In this tutorial, we’ll learn about the service CA operator in OpenShift and walk through a hands-on example to demonstrate the functionality of the service CA operator.
To ensure data is encrypted during transmission between client and server, many services opt to serve their traffic over an SSL/TLS-secured channel. Essentially, both establish a secure communication channel before any data transmission occurs. For example, HTTPS is the HTTP protocol that runs over a secure channel. To enable an SSL/TLS secure channel, the server needs to have an SSL certificate along with the private and public key pairs.
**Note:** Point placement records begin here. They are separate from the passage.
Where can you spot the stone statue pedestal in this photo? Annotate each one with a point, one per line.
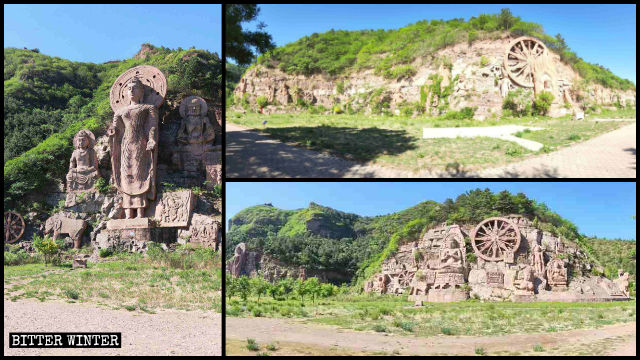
(135, 223)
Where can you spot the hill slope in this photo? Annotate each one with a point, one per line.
(47, 100)
(430, 67)
(338, 52)
(321, 238)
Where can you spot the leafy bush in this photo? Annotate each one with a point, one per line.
(390, 52)
(518, 102)
(542, 102)
(48, 100)
(262, 101)
(49, 248)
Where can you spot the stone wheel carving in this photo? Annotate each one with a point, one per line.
(405, 278)
(495, 236)
(520, 59)
(13, 227)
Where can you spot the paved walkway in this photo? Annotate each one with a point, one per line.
(504, 132)
(249, 155)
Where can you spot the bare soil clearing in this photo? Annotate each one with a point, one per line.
(169, 332)
(271, 330)
(250, 154)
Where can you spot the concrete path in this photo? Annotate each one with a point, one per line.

SSL certificates usually don’t last long as a matter of best practice for security. Typically, the certificate lasts no longer than five years and must be rotated regularly. The lifecycle management for these certificates is often the source of problems in many organizations.
In a plain Kubernetes cluster, the management of the certificate is up to the administrator. Many opt for an external tool, such as cert-manager, to deal with the lifecycle of the certificates. In the OpenShift platform, there’s a built-in service CA operator that manages the lifecycle of the SSL certificates.
The service CA operator in OpenShift is a component that deals with digital certificates. Specifically, the operator creates a self-signed CA when an OpenShift cluster is deployed. Then, it issues and rotates the digital certificates for service resources that ask for them.
To support the functionalities, the service CA operator runs two controllers:
Let’s briefly discuss both.
The serving cert signer is the controller for issuing a signed certificate to service resources annotated with service.beta.openshift.io/serving-cert-secret-name.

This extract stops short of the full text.